To validate the effectiveness of the reinforcement learning agent, experiments were conducted to acquire the standard plane of subcostal longitudinal section of the aorta. The experimental procedure is as follows: First, the ultrasound probe starts from a random posture within the target acoustic window. Then, the system begins using the trained RL agent to make decisions based on real-time ultrasound image inputs, autonomously controlling the robotic arm’s next movement. When the termination condition is met, the scanning ends and the final ultrasound image is saved.

The system successfully obtained the target plane in three real-world trials, as shown in Figure 8. The target ultrasound image is shown in Figure 9. The similarity between the three successfully acquired standard plane images and the target ultrasound image was evaluated. In this study, the Mean Squared Error (MSE) was used to calculate the difference between each of the three standard plane images and the target ultrasound image. Then, the Peak Signal-to-Noise Ratio (PSNR) was computed using Equation (4) to intuitively quantify the image similarity. The experimental results are shown in Table 2.

$$PSNR=10\times \log ({\displaystyle \frac{{255}^2}{MSE}})$$

(4)

According to Table 2, the PSNR values of the three experiments are all between 20 dB and 25 dB, with an average value of 21.53 dB. This indicates that the differences between the obtained standard plane images and the target ultrasound images fall within an acceptable range.

4. Discussion

We developed a robotic system for autonomous liver ultrasound examination, and the reinforcement learning method is adopted to drive the robot to successfully obtain the standard liver ultrasound planes, ultimately realizing an autonomous, accurate, and efficient liver scanning task.

The study began with local 3D reconstruction of liver ultrasound data, followed by the development of a segmentation model for the liver and abdominal aorta based on the Unet network. This model achieved an average IoU of 0.9717 on the test set, providing a high-fidelity simulated environment for reinforcement learning training. The designed reinforcement learning agent was then trained interactively with this environment to obtain the liver standard plane. Experimental validation showed that the agent successfully found the standard plane in three real-world trials. The PSNR values for these three experiments were between 20 dB and 25 dB, with an average of 21.53 dB, indicating high similarity between the localized ultrasound images and the standard plane images, demonstrating good performance in autonomous scanning.

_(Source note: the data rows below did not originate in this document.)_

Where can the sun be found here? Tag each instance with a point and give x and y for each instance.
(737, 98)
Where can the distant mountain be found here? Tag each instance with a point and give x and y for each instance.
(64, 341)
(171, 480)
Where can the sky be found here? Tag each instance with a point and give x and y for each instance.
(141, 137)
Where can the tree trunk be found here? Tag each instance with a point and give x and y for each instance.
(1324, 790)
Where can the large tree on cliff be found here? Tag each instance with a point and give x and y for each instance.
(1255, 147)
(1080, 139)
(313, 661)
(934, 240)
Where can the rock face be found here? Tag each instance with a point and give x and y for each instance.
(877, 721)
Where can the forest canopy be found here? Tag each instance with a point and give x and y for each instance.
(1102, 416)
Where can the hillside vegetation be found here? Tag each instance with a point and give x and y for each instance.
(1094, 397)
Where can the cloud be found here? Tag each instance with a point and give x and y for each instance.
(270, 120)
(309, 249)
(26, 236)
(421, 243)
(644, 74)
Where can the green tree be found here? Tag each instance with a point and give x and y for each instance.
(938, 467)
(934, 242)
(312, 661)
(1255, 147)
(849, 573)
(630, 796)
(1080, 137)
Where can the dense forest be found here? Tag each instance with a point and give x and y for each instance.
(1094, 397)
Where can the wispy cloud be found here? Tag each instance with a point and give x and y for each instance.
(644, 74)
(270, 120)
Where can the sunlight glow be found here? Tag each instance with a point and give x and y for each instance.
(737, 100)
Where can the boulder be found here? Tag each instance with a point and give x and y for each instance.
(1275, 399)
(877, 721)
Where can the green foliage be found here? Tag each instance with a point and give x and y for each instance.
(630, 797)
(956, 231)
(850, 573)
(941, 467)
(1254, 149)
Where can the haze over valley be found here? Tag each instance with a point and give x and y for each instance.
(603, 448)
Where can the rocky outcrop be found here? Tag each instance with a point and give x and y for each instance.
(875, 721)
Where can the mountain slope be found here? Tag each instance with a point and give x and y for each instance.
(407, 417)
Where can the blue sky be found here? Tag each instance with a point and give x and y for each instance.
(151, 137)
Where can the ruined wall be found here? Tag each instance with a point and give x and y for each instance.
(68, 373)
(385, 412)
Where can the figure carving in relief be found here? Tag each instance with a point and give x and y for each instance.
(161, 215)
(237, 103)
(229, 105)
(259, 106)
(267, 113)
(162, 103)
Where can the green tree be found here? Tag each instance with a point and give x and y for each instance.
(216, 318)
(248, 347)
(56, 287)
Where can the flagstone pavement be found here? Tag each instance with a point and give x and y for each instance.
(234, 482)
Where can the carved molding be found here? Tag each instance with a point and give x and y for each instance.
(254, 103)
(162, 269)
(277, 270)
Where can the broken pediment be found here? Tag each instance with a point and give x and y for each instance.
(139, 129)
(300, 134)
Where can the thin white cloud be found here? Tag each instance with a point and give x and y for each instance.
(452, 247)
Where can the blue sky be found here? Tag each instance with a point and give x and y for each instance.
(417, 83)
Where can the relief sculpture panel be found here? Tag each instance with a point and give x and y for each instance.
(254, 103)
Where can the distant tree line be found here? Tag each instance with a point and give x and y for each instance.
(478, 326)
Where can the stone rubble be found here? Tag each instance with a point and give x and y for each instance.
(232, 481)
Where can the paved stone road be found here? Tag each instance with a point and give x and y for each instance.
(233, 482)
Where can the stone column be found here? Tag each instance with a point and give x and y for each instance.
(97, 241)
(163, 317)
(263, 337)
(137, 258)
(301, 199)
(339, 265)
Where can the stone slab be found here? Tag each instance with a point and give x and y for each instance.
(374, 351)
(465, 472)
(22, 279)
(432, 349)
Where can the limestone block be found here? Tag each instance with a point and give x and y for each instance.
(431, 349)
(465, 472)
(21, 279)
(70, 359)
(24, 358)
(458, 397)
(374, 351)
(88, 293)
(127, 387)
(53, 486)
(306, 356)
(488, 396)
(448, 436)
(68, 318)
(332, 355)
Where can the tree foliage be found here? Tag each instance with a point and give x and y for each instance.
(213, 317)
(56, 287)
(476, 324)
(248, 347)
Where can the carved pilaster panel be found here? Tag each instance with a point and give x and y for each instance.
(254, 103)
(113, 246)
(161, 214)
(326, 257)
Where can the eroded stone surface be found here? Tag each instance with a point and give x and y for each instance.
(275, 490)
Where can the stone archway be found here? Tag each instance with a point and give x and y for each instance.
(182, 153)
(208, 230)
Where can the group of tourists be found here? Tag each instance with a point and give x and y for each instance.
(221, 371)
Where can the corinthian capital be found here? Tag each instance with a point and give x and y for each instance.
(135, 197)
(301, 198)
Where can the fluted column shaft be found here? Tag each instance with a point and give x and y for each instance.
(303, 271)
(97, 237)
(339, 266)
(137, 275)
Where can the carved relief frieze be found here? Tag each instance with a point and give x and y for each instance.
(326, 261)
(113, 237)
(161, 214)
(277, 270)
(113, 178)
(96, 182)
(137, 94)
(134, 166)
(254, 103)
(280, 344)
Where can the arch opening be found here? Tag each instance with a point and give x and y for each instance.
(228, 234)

Future work could focus on adopting novel methods for liver 3D reconstruction to achieve more accurate and complete modeling. Additionally, future efforts will consider incorporating more image features into the reinforcement learning agent’s reward design to provide better guidance for accurately locating the standard plane. Moreover, enriching the training dataset for the Unet-Liver network will enhance its generalization capability, leading to improved segmentation performance.